What The Webb Space Telescope Will Show Us Next…
…astrophysicist Jane Rigby talks about the beauty of space, the possibility of life on other planets, and how the Webb sees hidden parts of the universe.
Rigby works at nasa Goddard Space Flight Center, in Greenbelt, Maryland, and has been part of the James Webb Space Telescope team since 2010, as an astrophysicist and, since June, as the J.W.S.T.’s senior project scientist. She is an animated storyteller, often punctuating her points with hand gestures and minor adjustments to her black horn-rimmed glasses.
Since the European Space Agency launched nasa’s James Webb Space Telescope from French Guiana, on Christmas Day, 2021, the telescope has hovered in space about a million miles from Earth. During its voyage, the J.W.S.T. unfolded like a piece of origami, releasing an array of solar panels, a powerful antenna, a honeycomb of golden mirrors, and a sunshield that looks like a set of silver sails.
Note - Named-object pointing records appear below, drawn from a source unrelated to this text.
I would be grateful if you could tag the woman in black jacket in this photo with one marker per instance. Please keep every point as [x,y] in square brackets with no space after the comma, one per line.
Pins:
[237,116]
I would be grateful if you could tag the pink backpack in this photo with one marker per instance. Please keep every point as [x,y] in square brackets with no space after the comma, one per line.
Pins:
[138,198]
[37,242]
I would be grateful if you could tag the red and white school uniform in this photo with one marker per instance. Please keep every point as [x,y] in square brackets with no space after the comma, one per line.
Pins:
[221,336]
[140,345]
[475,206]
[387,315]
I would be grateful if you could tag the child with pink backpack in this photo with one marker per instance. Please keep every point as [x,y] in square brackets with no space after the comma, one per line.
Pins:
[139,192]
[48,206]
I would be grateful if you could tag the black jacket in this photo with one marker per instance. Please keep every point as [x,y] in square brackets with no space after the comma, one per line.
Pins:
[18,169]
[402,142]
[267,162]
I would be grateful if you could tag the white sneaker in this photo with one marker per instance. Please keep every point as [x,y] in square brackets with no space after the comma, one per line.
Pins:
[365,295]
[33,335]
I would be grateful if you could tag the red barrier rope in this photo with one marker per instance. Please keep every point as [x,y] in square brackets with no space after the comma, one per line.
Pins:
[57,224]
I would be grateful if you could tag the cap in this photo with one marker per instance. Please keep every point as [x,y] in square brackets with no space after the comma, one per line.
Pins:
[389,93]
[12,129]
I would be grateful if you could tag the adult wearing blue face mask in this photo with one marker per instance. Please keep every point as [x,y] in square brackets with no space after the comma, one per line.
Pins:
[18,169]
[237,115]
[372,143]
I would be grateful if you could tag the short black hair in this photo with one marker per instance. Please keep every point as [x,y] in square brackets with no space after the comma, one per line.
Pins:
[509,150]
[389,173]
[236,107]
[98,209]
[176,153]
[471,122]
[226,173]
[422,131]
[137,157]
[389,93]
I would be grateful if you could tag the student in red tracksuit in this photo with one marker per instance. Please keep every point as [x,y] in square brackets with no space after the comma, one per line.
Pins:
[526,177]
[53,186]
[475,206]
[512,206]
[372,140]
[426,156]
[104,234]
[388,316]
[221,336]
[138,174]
Scientists then spent more than three months aligning its mirrors with nanometre precision.
The first telescopes were made of two pieces of rounded glass in a tube. Galileo Galilei discovered Jupiter’s moons, and thus showed that the Earth was not the center of the universe, with a telescope that could magnify twenty times. Six decades later, Isaac Newton completed the first successful reflecting telescope, using a concave mirror that concentrated light much more efficiently. Over the centuries, telescopes have grown and improved enough to spot increasingly faint and faraway celestial objects. The Webb represents a culmination of this progression. It is a hundred times as powerful as the Hubble Space Telescope and sees infrared light that is invisible to the human eye. (Light falls on a spectrum from longer wavelengths to shorter wavelengths: infrared, red, orange, yellow, green, blue, indigo, violet, ultraviolet.) It was designed, in part, to gather light that has been travelling to Earth since shortly after the big bang. When astronomers point its mirror toward the edges of space, it sees the universe as it was thirteen billion years ago—close to the literal dawn of time.